Question 5.8: Velocity Measurement by a Pitot Tube A piezometer and a Pito...

The static and stagnation pressures in a horizontal pipe are measured. The velocity at the center of the pipe is to be determined.
Assumptions   1  The flow is steady and incompressible. 2  Points 1 and 2 are close enough together that the irreversible energy loss between these two points is negligible, and thus we can use the Bernoulli equation.
Analysis   We take points 1 and 2 along the streamline at the centerline of the pipe, with point 1 directly under the piezometer and point 2 at the tip of the Pitot tube.
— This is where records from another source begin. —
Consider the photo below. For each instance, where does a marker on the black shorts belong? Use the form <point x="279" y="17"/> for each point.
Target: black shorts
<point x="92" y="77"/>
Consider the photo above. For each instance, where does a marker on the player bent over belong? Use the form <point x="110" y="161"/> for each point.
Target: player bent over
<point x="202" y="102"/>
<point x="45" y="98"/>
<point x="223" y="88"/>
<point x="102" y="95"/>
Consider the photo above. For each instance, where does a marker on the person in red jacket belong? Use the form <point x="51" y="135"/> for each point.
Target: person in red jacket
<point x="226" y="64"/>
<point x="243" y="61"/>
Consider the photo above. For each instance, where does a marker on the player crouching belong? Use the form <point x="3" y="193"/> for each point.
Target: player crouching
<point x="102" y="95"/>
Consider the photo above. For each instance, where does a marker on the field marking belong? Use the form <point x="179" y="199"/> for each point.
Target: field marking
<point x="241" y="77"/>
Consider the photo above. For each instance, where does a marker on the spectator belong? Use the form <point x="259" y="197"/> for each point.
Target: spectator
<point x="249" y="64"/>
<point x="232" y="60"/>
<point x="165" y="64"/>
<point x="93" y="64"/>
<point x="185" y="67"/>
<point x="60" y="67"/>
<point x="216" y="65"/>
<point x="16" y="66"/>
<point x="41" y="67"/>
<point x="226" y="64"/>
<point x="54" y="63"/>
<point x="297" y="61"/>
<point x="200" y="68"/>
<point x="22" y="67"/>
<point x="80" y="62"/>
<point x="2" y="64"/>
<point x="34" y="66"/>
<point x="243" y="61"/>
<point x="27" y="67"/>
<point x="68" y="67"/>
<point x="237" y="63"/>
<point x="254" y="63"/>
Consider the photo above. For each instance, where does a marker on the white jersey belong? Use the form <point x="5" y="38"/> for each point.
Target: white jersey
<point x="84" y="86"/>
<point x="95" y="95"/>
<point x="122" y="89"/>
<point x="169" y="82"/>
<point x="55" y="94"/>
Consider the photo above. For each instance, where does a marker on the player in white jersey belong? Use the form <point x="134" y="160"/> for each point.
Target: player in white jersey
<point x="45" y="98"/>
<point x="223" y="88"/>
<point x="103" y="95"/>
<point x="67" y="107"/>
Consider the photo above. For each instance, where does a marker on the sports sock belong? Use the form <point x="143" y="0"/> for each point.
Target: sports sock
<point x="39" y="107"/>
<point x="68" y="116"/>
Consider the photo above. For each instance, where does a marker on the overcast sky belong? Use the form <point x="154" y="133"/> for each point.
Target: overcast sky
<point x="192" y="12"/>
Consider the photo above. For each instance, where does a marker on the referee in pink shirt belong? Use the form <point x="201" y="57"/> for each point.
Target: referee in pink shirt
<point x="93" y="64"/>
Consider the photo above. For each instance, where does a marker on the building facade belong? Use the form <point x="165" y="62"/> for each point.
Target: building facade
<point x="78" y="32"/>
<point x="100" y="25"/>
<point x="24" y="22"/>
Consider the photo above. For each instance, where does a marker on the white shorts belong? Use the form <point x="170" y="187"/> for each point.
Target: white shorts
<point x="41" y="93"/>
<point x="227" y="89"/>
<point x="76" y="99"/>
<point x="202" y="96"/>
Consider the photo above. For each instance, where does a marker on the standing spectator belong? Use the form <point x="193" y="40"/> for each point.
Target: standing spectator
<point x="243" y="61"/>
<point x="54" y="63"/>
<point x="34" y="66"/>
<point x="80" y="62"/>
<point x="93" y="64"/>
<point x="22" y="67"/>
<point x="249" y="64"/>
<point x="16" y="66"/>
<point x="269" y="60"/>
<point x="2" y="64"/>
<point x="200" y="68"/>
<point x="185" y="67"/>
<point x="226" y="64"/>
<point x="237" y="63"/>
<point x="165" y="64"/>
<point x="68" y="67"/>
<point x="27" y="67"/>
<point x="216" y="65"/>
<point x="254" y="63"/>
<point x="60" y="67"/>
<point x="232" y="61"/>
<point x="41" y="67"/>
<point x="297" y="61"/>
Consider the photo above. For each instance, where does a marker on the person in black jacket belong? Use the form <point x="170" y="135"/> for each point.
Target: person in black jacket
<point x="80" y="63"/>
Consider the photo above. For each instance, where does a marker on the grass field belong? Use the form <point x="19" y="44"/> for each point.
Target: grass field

This is a steady flow with straight and parallel streamlines, and the gage pressures at points 1 and 2 can be expressed as

P_1 = ρg(h_1 + h_2)
P_2 = ρg(h_1 + h_2 + h_3)

Noting that z_1 = z_2, and point 2 is a stagnation point and thus V_2 = 0, the application of the Bernoulli equation between points 1 and 2 gives

\frac{P_1}{\rho g} + \frac{V^2_1}{2g} + \cancel{z_1} = \frac{P_2}{\rho g} +\overset{0}{\frac{\cancel{V^2_2}}{2g} } + \cancel{z_2} → \frac{V^2_1}{2g} = \frac{P_2  –  P_1}{\rho g}

Substituting the P_1 and P_2 expressions gives

\frac{V^2_1}{2g} = \frac{P_2 – P_1}{\rho g} = \frac{\rho g(h_1 + h_2 + h_3 ) – \rho g(h_1 + h_2)}{\rho g} = h_3

Solving for V_1 and substituting,

V_1 = \sqrt{2gh_3} = \sqrt{2(9.81  m/s^2)(0.12  m)} = 1.53  m/s

Discussion   Note that to determine the flow velocity, all we need is to measure the height of the excess fluid column in the Pitot tube compared to that in the piezometer tube.